Amblymelanoplia sprecherae

Scientific classification
- Kingdom: Animalia
- Phylum: Arthropoda
- Class: Insecta
- Order: Coleoptera
- Suborder: Polyphaga
- Infraorder: Scarabaeiformia
- Family: Scarabaeidae
- Genus: Amblymelanoplia
- Species: A. sprecherae
- Binomial name: Amblymelanoplia sprecherae Dombrow, 2022

= Amblymelanoplia sprecherae =

- Genus: Amblymelanoplia
- Species: sprecherae
- Authority: Dombrow, 2022

Species of beetle

Amblymelanoplia sprecherae is a species of beetle of the family Scarabaeidae. It is found in South Africa (Western Cape).
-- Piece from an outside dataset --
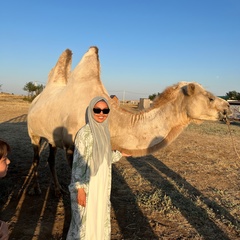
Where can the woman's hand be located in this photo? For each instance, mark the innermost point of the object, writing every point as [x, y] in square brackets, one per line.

The habitat consists of Boland Granite Fynbos.

==Description==
Adults reach a length of about 9.8 mm. They are mostly dull black, with the pygidium and thoracic legs dark red brown. The clypeus and the head have short black setae. The pronotum has pale-brown and black setae on the lateral and anterior margins. The elytra have black setae of various lengths.

==Etymology==
The species is dedicated to Mrs. Eva Sprecher-Uebersax, curator of the Frey collection at the Natural History Museum Basel.